The output of a neural network layer

In the video titled “Neural network layer” in week 1, the first layer has 3 units. The input X_vector is [197, 184, 136, 214]. Each of the three units in layer 1 takes this vector as an input and performs a logistic regression (it may also perform a linear regression depending on the activation function specified). The output from each unit should also be a vector of 4 elements since the input X_vector is a vector with 4 elements. This is because each unit is just doing a logistic regression and predicting y (the binary class) based on the input x. Also I realised that W1_1 is a scalar, W1_2 and W2_3 (The weights from first layer) are all scalars because the input X_vector only has one variable.

However, in the video it shows that each unit just outputs a scalar value, so the net output from the first later is A_vector with 3 elements ([0.3,0.7,0.2 ]). How is this possible ?

The way it works is through matrix multiplication. For the first hidden layer with 3 units, W (the matrix of weights) will be a matrix of size 3 \times 4, since the input has four features.

You then do matrix multiplication with W and the input. Since the input has a size of 1 \times 4 (row vector), you rearrange it so that it follows matrix multiplication, i.e., you make it a column vector and then get W, which is 3 \times 4 multiplied by your input vector, in this case 4 \times 1 and then get your Z (a 3 \times 1 vector), which you pass to the activation function and get the final output of size 3 \times 1.
In a way, neural networks is just matrix multiplication and that is why Andrew took his time to make sure we understood the matrix dimension and multiplication rules in the first Deep Learning Specialization course.

2 Likes

Thank you for the answer.

So for example first column of the W matrix will have W1_1, W1_2 and W1_3. And then the remaining 3 columns will be a copy of this column ? Because there is only one W value for one unit of the first hidden layer.

Also, if the output from the first unit of the first hidden layer is a 3 X 1 vector (which makes sense), why does Andrew in the vide say that this output will be a scalar (whose value in the given example is 0.3) ?

Regarding your second question, each unit in a hidden layer will have a scalar output. That’s correct. However,the full hidden layer will have the 1 \times 3 vector output.
You are partially correct about the weight matrix, W, it has three rows (number of units in the layer) and four columns(number of units in the previous layer, in this case the input layer), making 12 weights overall:
W = \begin{bmatrix} w_{11}^{[1]} & w_{12}^{[1]} & w_{13}^{[1]} & w_{14}^{[1]}\\ w_{21}^{[1]} & w_{22}^{[1]} & w_{23}^{[1]} & w_{24}^{[1]}\\ w_{31}^{[1]} & w_{32}^{[1]}& w_{33}^{[1]} & w_{34}^{[1]} \end{bmatrix}

The superscript denotes the hidden layer(in this case first hidden layer).

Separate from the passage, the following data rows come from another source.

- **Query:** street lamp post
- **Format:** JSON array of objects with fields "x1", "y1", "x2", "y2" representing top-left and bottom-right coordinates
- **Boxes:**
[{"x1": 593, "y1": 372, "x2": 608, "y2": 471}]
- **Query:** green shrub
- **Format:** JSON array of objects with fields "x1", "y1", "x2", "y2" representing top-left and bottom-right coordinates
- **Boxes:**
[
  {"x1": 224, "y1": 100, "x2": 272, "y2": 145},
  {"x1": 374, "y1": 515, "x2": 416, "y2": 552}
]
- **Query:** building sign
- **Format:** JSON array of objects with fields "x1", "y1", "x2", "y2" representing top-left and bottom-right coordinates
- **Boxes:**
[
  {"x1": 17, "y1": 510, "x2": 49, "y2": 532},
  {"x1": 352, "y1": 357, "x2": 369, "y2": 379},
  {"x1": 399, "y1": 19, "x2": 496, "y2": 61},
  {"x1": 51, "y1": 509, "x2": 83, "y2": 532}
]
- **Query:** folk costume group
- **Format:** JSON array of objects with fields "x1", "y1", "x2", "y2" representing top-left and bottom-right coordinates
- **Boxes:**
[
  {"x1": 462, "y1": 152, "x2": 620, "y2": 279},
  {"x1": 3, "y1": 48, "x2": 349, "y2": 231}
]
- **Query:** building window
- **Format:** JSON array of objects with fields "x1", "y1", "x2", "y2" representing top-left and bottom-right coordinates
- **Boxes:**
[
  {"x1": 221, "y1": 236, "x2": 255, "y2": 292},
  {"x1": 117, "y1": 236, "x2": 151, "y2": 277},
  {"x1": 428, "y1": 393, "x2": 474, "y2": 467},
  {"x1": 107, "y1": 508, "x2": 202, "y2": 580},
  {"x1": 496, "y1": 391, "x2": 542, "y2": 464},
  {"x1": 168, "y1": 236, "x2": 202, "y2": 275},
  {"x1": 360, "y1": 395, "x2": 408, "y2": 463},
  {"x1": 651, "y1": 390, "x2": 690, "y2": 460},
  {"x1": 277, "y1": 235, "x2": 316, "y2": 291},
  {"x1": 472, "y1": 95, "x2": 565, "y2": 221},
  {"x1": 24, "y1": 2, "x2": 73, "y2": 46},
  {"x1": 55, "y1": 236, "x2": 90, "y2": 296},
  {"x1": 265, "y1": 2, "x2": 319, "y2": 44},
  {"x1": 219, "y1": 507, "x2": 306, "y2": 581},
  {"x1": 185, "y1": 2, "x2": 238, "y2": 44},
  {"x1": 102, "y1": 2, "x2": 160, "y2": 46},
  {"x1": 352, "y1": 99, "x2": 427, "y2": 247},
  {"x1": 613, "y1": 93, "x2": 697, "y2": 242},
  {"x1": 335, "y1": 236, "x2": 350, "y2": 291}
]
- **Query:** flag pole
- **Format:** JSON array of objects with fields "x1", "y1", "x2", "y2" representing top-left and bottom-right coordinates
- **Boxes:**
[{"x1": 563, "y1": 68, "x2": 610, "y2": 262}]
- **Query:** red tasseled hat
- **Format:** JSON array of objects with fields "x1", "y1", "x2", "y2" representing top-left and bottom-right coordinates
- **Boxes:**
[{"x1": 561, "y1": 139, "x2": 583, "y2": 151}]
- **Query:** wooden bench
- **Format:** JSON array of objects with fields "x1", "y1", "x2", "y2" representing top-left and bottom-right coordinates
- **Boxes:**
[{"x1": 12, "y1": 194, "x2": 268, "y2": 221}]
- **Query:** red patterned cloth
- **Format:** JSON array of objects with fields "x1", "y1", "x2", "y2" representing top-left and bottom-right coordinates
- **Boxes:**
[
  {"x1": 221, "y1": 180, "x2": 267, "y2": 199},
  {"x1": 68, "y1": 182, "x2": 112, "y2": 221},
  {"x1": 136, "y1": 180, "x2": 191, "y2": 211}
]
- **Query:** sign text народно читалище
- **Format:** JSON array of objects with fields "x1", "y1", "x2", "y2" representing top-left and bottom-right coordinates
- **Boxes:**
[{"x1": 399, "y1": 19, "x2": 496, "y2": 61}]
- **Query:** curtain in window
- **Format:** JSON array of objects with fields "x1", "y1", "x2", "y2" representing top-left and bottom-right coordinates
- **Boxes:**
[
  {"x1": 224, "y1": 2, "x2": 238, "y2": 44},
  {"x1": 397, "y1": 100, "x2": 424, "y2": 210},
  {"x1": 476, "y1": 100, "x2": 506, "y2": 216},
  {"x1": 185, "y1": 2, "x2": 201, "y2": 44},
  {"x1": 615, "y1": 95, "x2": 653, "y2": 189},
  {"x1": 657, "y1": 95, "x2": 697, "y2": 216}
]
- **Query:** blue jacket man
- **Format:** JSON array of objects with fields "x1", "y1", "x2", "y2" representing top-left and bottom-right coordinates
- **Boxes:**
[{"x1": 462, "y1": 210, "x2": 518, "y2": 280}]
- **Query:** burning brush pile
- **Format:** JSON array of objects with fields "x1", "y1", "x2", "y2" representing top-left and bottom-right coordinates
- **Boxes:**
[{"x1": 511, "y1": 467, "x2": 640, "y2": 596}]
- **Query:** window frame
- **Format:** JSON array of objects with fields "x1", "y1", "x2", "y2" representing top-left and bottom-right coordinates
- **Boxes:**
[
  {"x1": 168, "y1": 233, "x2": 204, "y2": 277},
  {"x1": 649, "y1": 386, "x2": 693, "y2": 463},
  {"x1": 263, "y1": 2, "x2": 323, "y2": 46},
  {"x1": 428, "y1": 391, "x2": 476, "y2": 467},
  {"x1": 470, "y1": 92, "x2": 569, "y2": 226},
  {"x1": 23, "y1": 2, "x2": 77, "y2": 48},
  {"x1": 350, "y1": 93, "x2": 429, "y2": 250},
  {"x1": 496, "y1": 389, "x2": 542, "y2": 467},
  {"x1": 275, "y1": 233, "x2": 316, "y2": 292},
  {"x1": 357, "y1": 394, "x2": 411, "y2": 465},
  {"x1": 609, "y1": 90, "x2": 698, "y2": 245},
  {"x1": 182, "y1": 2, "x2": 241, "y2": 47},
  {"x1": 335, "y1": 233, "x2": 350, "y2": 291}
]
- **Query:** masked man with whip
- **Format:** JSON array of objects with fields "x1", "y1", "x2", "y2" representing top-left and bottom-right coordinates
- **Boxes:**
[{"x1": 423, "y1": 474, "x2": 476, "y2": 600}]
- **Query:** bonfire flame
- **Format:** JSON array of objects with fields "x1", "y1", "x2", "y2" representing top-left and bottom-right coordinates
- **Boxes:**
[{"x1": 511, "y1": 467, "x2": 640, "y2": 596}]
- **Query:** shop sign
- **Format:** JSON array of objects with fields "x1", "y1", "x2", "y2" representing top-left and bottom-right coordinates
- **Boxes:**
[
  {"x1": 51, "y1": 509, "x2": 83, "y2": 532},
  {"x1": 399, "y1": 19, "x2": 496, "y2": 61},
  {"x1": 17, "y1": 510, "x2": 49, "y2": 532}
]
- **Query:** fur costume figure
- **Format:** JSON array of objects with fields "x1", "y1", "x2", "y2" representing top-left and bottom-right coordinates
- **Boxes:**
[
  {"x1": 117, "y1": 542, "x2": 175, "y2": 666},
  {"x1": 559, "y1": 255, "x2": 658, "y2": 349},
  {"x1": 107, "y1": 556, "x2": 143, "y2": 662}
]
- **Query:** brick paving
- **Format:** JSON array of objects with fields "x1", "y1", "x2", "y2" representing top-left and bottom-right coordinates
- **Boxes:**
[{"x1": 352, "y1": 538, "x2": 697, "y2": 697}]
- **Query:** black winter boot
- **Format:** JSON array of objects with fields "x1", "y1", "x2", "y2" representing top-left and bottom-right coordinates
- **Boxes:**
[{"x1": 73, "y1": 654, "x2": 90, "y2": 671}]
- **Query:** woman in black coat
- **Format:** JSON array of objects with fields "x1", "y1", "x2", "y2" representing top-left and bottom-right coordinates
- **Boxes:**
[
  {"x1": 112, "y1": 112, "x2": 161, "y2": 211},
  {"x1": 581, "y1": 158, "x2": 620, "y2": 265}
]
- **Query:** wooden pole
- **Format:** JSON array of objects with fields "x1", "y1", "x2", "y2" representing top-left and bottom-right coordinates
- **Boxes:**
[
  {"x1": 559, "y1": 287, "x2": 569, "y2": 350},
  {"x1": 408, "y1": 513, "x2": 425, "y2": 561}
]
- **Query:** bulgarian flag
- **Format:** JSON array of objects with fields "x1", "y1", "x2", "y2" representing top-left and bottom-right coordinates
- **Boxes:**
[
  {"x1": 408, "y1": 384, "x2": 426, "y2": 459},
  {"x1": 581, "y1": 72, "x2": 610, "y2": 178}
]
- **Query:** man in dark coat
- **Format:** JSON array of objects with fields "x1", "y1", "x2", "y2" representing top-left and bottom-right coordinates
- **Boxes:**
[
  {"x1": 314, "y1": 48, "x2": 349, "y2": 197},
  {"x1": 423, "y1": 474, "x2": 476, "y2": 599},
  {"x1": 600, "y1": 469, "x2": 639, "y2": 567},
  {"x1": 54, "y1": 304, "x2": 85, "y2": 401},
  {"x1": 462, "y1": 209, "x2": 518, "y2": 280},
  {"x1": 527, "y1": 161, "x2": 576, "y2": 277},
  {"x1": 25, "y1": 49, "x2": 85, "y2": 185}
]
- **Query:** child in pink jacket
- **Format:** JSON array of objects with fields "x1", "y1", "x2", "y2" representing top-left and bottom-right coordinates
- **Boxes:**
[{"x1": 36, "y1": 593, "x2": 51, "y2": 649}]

It can be represented in different ways depending on preference.
Overall, there are 15 trainable parameters, including a bias for each of the 3 units:
\vec{\mathbf{b}}= [b_{1}^{[1]},b_{2}^{[1]},b_{3}^{[1]}]

So, the full equation is:
\vec{\mathbf{Z}} = \mathbf{W} \cdot \vec{\mathbf{x}} + \vec{\mathbf{b}}

I did not add the bias vector initially because it does not have any impact on the final shape. Z and A have the same shape. You just pass Z to the sigmoid function or any other activation you use to get the output, A.

1 Like

In the hidden and output layers, each unit outputs a scalar value. It’s the weighted sum of the product of all of the previous layer units with their weights, with some non-linear activation function applied in the hidden layer.

The output layer may or may not have a non-linear activation, depending on whether the output is a logical value or a linear value.

No, that’s not it.

Thank you for your reply.

If each unit of each layer outputs a scalar value, the the final layer (which has only one unit) should also output a scalar value (a number between 0 and 1 in case of a logistic activation function). However, since my X vector has 4 elements, I would expect a prediction for all four values of X. Hence I would expect the final output to also be a vector with 4 elements. But in the video we are getting only one scalar as the final output. Please let me know what am I missing here ?

Thank you for putting in time to write a detailed answer. However I still do not understand. For example in the practice lab we had a layer with 3 units. In that case we only specified three W values and not the matrix like you mentioned. That is, we specified one value of W for each unit. I’m still not sure what am I missing here.

Thank you all for your answers. I understood now. I checked the lab in which we are implementing neural networks in numpy and everything made sense.